Armored Cruiser - Differences Between Armored Cruisers and Heavy Cruisers

Differences Between Armored Cruisers and Heavy Cruisers

The armored cruiser was not a close ancestor of heavy cruisers, even though the name sometimes suggests this. By 1905 the armored cruiser had grown in size and power to be very close to the pre-dreadnought battleships of the day, with a displacement of around 15,000 tons: considerably larger than the 10,000 tons of the heavy cruiser. This trend resulted in the battlecruiser, which was initially conceived as an armored cruiser on the same scale as the dreadnought battleship.
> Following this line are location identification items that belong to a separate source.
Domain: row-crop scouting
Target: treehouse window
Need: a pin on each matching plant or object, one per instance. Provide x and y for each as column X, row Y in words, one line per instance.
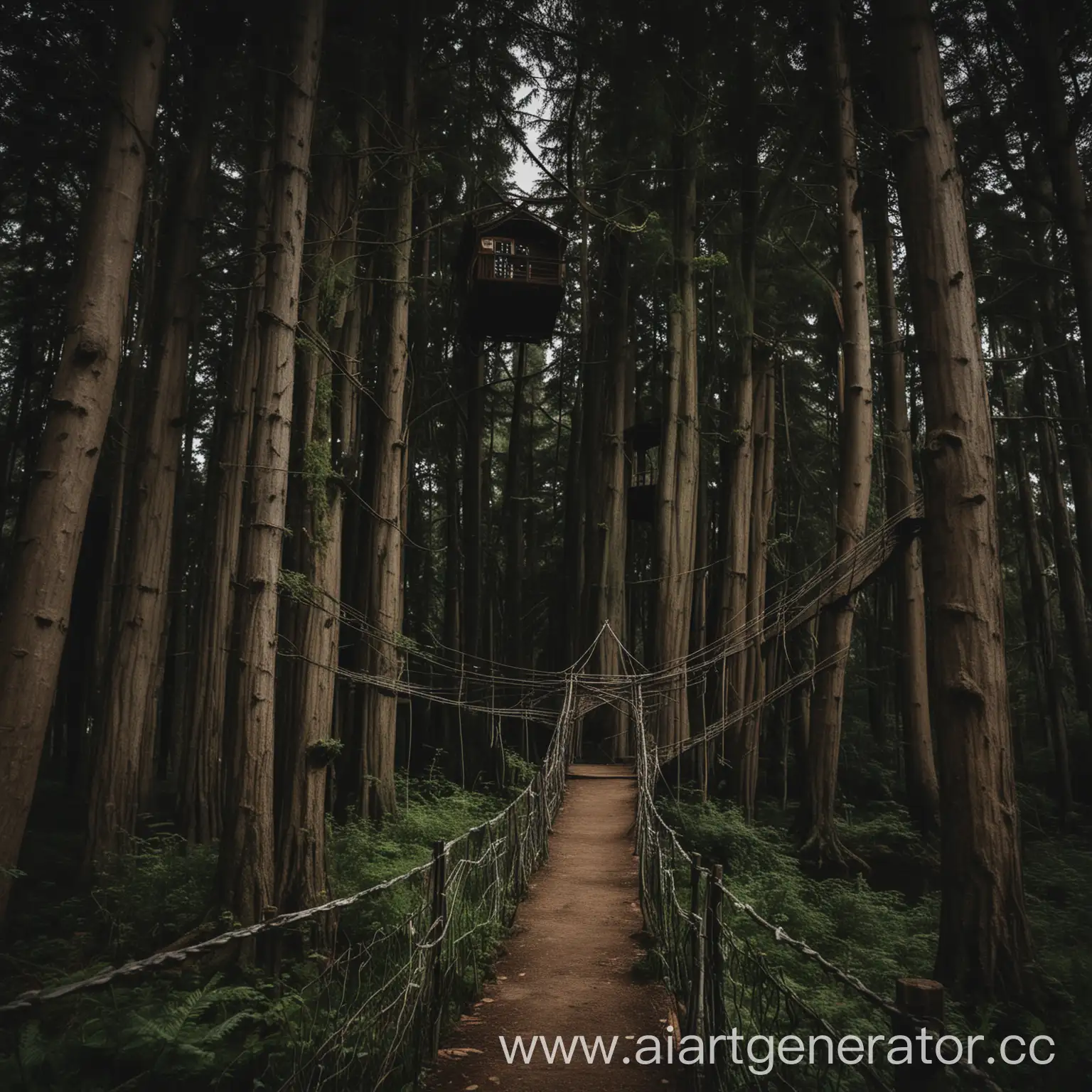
column 515, row 281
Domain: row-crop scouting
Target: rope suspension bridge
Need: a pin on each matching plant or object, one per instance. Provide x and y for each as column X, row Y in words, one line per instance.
column 412, row 953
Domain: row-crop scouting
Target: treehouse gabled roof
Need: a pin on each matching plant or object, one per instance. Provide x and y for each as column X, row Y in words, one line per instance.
column 525, row 223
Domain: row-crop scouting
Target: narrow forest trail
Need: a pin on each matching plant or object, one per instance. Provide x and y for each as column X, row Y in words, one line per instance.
column 569, row 963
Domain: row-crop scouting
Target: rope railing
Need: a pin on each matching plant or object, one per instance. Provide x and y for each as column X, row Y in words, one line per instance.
column 724, row 983
column 410, row 953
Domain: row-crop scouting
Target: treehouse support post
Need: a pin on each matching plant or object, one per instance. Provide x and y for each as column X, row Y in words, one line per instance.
column 921, row 1000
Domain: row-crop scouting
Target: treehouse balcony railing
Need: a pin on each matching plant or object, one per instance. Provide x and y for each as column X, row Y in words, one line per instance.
column 518, row 269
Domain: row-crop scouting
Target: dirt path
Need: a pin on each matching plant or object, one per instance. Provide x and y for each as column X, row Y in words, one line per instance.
column 568, row 969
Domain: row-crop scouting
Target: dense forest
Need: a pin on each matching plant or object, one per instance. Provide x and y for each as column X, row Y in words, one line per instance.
column 366, row 370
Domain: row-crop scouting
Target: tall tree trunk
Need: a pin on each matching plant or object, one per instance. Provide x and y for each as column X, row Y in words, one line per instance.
column 473, row 459
column 200, row 786
column 1042, row 629
column 1071, row 580
column 34, row 619
column 746, row 745
column 385, row 562
column 737, row 456
column 605, row 530
column 134, row 670
column 816, row 819
column 984, row 947
column 513, row 518
column 923, row 791
column 680, row 452
column 301, row 857
column 246, row 856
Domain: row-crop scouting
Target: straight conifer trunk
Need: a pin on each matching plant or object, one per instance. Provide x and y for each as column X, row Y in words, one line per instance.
column 737, row 454
column 34, row 619
column 746, row 743
column 984, row 946
column 134, row 666
column 923, row 792
column 246, row 856
column 200, row 790
column 678, row 486
column 816, row 818
column 385, row 600
column 308, row 719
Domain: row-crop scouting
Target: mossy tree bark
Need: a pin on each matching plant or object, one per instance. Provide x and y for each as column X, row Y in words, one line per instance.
column 923, row 791
column 816, row 818
column 34, row 619
column 246, row 876
column 129, row 714
column 385, row 560
column 985, row 946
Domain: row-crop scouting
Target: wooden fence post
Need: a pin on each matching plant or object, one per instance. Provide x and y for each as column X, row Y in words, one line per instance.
column 439, row 927
column 920, row 1000
column 698, row 970
column 714, row 1010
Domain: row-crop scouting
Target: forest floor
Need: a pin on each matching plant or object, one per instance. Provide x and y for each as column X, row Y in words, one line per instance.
column 569, row 967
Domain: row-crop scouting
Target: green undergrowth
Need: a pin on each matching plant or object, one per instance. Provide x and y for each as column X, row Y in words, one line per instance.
column 218, row 1024
column 882, row 933
column 364, row 853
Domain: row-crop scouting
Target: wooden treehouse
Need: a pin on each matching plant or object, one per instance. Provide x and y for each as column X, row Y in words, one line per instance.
column 642, row 440
column 515, row 275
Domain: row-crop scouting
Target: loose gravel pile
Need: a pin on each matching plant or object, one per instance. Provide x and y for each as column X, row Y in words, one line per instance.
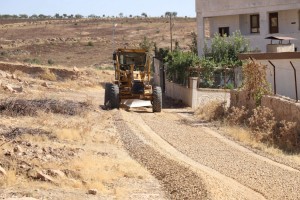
column 178, row 181
column 271, row 180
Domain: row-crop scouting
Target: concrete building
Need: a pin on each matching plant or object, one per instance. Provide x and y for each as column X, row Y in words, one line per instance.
column 256, row 19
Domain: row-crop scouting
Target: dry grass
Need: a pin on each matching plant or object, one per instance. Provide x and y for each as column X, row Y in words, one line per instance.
column 213, row 110
column 108, row 171
column 68, row 134
column 47, row 75
column 245, row 136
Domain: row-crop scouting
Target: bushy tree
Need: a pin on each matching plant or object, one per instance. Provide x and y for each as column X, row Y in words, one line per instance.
column 224, row 50
column 146, row 44
column 178, row 64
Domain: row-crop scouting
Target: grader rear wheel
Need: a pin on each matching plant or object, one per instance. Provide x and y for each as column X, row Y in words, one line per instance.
column 157, row 99
column 114, row 96
column 106, row 95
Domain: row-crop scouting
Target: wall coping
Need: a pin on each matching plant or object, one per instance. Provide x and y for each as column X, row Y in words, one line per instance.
column 270, row 56
column 213, row 90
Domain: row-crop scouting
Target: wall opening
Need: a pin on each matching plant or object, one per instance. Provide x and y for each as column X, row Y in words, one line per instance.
column 224, row 31
column 273, row 23
column 254, row 23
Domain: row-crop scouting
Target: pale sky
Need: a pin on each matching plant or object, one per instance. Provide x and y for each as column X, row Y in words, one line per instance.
column 153, row 8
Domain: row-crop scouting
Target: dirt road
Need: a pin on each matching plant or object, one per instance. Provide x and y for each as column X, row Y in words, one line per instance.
column 194, row 162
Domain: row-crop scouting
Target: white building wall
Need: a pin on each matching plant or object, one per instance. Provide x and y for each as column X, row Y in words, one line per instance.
column 233, row 22
column 236, row 15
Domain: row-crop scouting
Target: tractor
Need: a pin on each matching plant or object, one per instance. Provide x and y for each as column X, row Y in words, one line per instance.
column 131, row 86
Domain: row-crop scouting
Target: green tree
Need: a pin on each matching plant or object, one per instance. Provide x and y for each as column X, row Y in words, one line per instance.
column 146, row 44
column 193, row 45
column 23, row 16
column 78, row 16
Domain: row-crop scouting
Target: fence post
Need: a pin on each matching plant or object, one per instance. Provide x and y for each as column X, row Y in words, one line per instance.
column 296, row 86
column 193, row 85
column 274, row 76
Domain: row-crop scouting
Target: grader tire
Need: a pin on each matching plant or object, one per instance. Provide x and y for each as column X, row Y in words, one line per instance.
column 106, row 95
column 114, row 97
column 157, row 99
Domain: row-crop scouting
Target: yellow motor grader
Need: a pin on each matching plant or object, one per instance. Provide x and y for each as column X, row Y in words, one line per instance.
column 131, row 86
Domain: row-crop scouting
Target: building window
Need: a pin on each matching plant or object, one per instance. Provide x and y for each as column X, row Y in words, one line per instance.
column 224, row 31
column 273, row 22
column 254, row 22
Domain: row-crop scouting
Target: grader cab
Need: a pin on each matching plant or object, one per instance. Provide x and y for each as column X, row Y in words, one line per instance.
column 131, row 86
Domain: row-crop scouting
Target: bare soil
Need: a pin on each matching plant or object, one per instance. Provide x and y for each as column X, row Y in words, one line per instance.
column 85, row 42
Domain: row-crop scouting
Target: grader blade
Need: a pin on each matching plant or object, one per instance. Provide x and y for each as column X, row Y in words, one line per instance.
column 135, row 103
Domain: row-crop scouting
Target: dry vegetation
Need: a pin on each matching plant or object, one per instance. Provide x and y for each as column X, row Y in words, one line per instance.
column 254, row 125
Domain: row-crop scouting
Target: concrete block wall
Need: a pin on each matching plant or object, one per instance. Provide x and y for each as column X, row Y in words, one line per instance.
column 193, row 96
column 284, row 109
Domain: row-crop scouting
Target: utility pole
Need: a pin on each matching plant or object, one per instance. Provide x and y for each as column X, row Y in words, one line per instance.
column 171, row 34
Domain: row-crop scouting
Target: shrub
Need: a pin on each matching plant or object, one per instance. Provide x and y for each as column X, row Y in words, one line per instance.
column 178, row 63
column 286, row 136
column 90, row 44
column 255, row 80
column 50, row 62
column 237, row 116
column 262, row 123
column 214, row 110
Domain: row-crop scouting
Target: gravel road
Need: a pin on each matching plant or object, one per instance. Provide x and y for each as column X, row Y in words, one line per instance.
column 178, row 181
column 195, row 162
column 272, row 180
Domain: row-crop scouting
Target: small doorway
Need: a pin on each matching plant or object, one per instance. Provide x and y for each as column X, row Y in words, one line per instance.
column 224, row 31
column 273, row 22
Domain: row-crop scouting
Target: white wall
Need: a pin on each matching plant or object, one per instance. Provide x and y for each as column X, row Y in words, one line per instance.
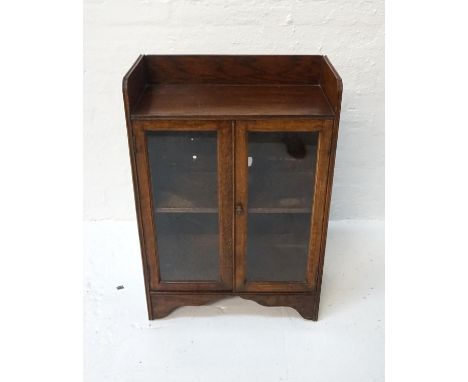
column 351, row 33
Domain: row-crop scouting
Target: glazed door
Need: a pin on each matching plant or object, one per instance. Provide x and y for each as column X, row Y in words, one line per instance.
column 185, row 188
column 281, row 179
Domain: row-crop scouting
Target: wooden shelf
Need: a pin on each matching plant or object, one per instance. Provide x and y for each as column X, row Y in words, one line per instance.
column 228, row 101
column 178, row 210
column 269, row 210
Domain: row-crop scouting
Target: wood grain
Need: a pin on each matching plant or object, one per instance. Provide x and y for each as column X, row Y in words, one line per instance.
column 232, row 95
column 304, row 303
column 232, row 101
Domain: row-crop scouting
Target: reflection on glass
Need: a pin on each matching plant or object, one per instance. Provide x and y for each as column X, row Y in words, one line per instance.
column 281, row 176
column 183, row 168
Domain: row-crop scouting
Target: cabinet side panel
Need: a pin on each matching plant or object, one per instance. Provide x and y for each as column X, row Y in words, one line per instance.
column 132, row 86
column 332, row 85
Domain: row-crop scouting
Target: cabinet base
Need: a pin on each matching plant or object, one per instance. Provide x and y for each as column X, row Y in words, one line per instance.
column 163, row 303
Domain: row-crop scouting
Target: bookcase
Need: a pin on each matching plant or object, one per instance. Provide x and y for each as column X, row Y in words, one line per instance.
column 232, row 161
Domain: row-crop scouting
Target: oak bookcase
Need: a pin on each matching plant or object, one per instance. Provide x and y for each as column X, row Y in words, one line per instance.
column 232, row 162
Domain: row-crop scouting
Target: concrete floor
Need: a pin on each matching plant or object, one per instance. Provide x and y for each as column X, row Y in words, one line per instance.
column 235, row 339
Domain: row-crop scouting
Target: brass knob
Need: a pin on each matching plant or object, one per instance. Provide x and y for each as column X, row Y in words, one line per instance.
column 239, row 209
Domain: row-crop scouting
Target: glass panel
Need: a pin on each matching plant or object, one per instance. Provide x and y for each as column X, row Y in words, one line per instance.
column 281, row 177
column 183, row 168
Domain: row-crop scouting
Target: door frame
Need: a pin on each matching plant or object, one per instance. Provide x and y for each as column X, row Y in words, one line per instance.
column 325, row 130
column 225, row 202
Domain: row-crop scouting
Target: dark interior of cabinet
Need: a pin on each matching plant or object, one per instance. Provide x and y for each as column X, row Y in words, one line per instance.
column 190, row 250
column 183, row 174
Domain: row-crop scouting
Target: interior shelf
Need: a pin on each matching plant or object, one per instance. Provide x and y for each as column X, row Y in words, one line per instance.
column 227, row 101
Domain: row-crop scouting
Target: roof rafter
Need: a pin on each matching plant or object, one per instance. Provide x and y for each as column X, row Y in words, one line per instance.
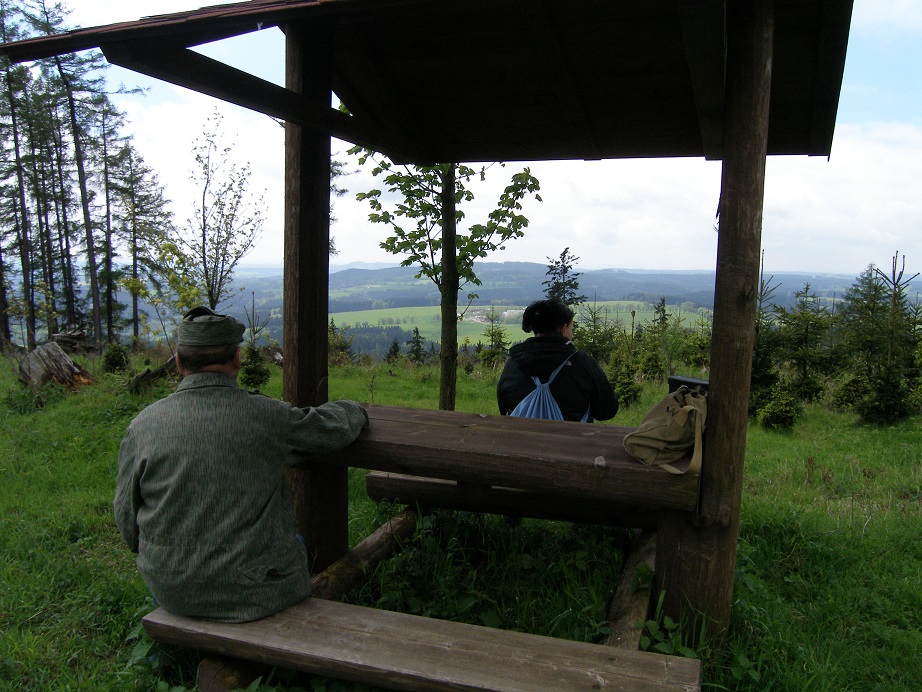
column 183, row 67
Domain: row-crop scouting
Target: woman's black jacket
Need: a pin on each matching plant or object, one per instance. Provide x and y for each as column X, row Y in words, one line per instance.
column 580, row 385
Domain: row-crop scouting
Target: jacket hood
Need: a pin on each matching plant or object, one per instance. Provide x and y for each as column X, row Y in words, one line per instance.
column 540, row 355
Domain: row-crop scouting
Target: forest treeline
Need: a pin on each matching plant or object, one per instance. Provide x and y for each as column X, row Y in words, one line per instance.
column 87, row 240
column 81, row 211
column 860, row 352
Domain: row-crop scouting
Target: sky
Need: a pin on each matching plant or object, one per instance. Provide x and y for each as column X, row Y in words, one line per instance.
column 860, row 206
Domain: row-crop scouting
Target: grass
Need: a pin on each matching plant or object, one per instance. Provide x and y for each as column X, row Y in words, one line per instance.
column 829, row 572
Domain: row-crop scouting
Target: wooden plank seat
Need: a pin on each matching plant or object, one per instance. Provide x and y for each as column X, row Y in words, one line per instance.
column 408, row 652
column 437, row 493
column 567, row 460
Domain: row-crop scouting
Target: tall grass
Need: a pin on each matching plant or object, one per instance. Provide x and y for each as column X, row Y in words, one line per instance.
column 829, row 575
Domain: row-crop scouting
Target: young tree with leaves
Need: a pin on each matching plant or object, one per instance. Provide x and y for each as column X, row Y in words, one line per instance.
column 143, row 222
column 226, row 220
column 881, row 331
column 803, row 331
column 563, row 283
column 430, row 208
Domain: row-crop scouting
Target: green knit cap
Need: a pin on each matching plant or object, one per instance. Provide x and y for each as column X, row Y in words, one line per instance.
column 202, row 326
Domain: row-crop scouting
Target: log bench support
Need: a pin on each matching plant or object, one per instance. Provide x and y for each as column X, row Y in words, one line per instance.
column 408, row 652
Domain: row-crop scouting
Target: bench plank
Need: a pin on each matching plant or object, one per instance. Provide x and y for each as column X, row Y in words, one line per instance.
column 443, row 494
column 569, row 460
column 407, row 652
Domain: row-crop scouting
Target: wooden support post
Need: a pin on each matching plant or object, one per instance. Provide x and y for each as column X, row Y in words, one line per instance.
column 320, row 494
column 696, row 554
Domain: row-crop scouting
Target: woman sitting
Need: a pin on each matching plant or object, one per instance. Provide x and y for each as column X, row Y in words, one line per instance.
column 581, row 389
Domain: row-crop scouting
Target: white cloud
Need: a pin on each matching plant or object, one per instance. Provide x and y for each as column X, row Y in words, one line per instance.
column 887, row 15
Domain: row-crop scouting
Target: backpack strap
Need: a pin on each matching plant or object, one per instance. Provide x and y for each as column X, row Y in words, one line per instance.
column 554, row 374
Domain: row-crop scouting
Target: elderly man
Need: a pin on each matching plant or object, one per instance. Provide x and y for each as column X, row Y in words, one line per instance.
column 201, row 493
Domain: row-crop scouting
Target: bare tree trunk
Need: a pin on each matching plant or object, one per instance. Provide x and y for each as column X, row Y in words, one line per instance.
column 92, row 270
column 696, row 554
column 22, row 227
column 448, row 358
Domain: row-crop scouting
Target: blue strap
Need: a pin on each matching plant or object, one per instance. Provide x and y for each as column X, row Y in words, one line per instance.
column 554, row 374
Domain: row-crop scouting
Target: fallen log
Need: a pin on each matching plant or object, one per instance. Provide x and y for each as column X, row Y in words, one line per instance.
column 49, row 363
column 630, row 605
column 138, row 382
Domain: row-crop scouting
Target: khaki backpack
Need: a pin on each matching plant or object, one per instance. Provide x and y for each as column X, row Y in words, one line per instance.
column 669, row 429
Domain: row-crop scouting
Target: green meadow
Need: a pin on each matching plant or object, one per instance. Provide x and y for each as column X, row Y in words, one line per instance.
column 828, row 591
column 475, row 318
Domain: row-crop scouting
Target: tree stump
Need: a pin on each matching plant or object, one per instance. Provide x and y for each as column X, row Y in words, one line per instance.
column 72, row 341
column 49, row 363
column 145, row 378
column 628, row 611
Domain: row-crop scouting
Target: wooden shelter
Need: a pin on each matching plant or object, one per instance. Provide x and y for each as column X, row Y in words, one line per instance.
column 483, row 80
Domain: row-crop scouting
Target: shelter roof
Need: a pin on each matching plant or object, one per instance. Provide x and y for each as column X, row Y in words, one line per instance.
column 482, row 80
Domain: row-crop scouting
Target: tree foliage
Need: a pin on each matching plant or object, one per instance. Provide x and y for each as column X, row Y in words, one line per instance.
column 424, row 222
column 563, row 281
column 226, row 220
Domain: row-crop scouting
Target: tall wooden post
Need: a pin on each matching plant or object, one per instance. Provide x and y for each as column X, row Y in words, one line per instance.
column 696, row 554
column 321, row 493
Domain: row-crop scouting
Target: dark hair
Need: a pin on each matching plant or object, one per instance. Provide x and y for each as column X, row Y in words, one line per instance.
column 195, row 358
column 546, row 316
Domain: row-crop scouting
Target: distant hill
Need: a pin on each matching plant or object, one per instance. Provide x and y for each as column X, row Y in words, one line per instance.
column 515, row 284
column 519, row 283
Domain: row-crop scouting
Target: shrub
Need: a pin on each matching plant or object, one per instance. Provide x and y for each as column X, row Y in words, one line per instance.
column 888, row 398
column 847, row 391
column 781, row 410
column 115, row 359
column 254, row 371
column 624, row 379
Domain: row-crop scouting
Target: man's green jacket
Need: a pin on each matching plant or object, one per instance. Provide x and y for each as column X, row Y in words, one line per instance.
column 202, row 497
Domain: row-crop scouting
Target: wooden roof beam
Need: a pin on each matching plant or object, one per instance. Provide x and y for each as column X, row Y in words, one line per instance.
column 832, row 48
column 555, row 64
column 183, row 67
column 705, row 36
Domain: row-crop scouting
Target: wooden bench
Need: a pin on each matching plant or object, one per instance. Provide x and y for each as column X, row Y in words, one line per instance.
column 429, row 493
column 408, row 652
column 570, row 461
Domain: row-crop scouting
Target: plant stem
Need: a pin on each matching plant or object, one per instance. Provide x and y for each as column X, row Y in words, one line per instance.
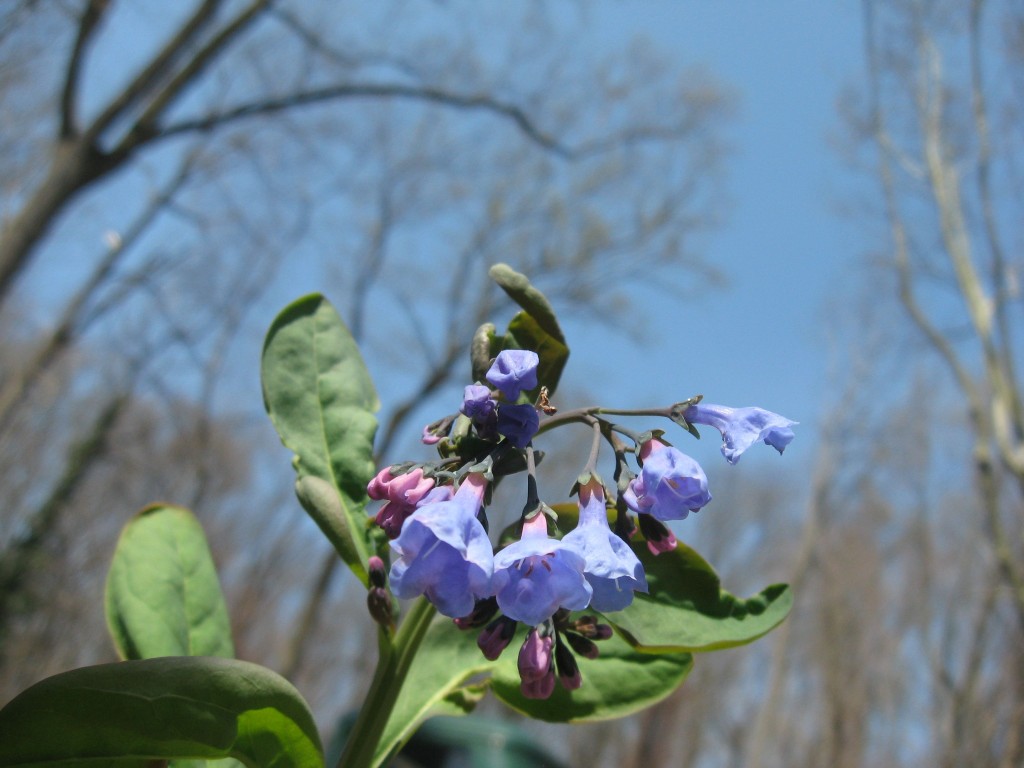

By 1915, both battleships and battlecruisers had grown markedly; HMS Hood, for instance, designed at around that time, displaced 45,000 tons.

In the interwar period, the great gap between heavy cruisers and the capital ships of the same generation meant that the heavy cruiser could not be expected to serve as a junior battleship. By contrast, armored cruisers were part of the main battleline along with pre-dreadnoughts, and some armored cruisers did maintain their place around dreadnoughts and battlecruisers.

There were also important technical differences between the heavy cruiser and the armored cruiser, some of which reflected the generational gap between them. Heavy cruisers, like all contemporary ships, were typically powered by oil-fired steam turbine engines and were capable of far faster speeds than armored cruisers had ever been (propelled by coal-fired reciprocating steam engines of their era). Like their protected cruiser predecessors and contemporary light cruisers, heavy cruisers lacked a side armored belt, saving weight to achieve high speeds. The main armament of a heavy cruiser at a maximum 203 mm (8-inch) was smaller than the typical 233 mm (9.2-inch) guns of later armored cruisers. Nonetheless, heavy cruisers often had a larger number of main guns (some armored cruisers had a mixed instead of uniform complement of main guns), and discarded the mounting of main guns in casemates in favor of center-line superfiring turrets which saved tonnage and enabled the ship to fire all guns on one broadside. Heavy cruisers also benefited from the introduction of fire control in the 1920s and 30s, considerably improving accuracy.